Written by Heather Claycomb FPRINZ, Director of HMC Communications
PRINZ conference was full of ‘golden nuggets’ – gems of information that will have a positive effect on my professional effectiveness as I implement them.
Here are just a few:
Sending out media releases with great visuals is non-negotiable
In the ‘Reframing Media Relations’ panel discussion, Trish Sherson talked about how often she is framing client stories around a great photo. In fact she often uses a visual to determine exactly how to write a news story.
Her implication was that if you are sending out media releases without great visuals, you are mad. The days of writing up a news release and then trying to figure out how you can rustle up a photo quickly (which ends up being of the back of people’s heads and 100kb) are well and truly gone.
Getting a great visual – photo, video or infographic – needs to be as important as the news story itself.
Make it shareable or don’t bother
Richard Spencer of Two Social shared a surprising statistic: Facebook now limits your organic reach to 6%. This means only 6% of the people who like your company page will see your post if no one likes or shares that post. This means if you aren’t posting shareable, engaging and consumable content you are wasting your time!
This is a lesson that goes well beyond Facebook – it’s applicable to every social media channel.
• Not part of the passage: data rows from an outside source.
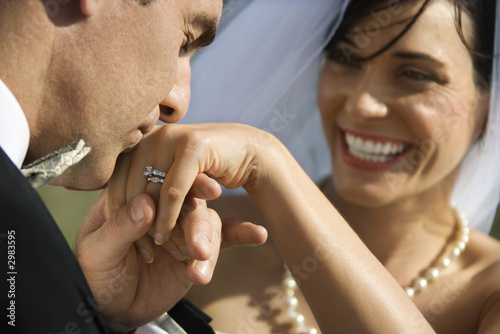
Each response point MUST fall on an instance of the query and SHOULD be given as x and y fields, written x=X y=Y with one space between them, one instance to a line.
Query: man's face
x=118 y=71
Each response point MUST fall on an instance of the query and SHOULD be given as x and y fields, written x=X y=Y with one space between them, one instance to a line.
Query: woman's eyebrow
x=418 y=56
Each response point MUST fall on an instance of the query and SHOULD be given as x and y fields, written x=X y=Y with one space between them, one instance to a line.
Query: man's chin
x=82 y=184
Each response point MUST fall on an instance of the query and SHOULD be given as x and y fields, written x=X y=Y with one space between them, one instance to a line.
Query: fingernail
x=136 y=210
x=146 y=255
x=203 y=242
x=159 y=239
x=203 y=267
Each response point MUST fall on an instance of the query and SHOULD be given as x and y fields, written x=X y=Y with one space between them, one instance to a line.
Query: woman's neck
x=406 y=235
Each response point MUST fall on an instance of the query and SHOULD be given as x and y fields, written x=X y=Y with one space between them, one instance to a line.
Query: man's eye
x=418 y=75
x=185 y=47
x=340 y=58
But more than that, it’s applicable to just about every piece of content PRs create. We are immersed in a ‘clickable’ society.
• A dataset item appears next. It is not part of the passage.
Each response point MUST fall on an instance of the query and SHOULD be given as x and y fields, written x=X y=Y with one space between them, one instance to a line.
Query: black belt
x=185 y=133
If your messages aren’t honed, interesting and engaging – whether it’s a staff newsletter story, Tweet or media release – you won’t achieve your communications objectives at the end of the day.
Your ‘good news story’ requires more commentary and balance
Opening speaker, Gavin Ellis, talked about how journalists have very little time for research and, in fact, 50% of news content can be traced back to press release. It’s common for releases to be printed verbatim without checks and balances, which puts more onus on our profession to get it right.
Gavin went so far as to suggest that the news stories we generate should provide contextualised background and multiple quotes from supporting sources. And . . . . (are you sitting down?), he even suggested this new media landscape might require PRs to report alternative viewpoints to those of our company/client. I have to admit, I’m still digesting that one! But it’s food for thought.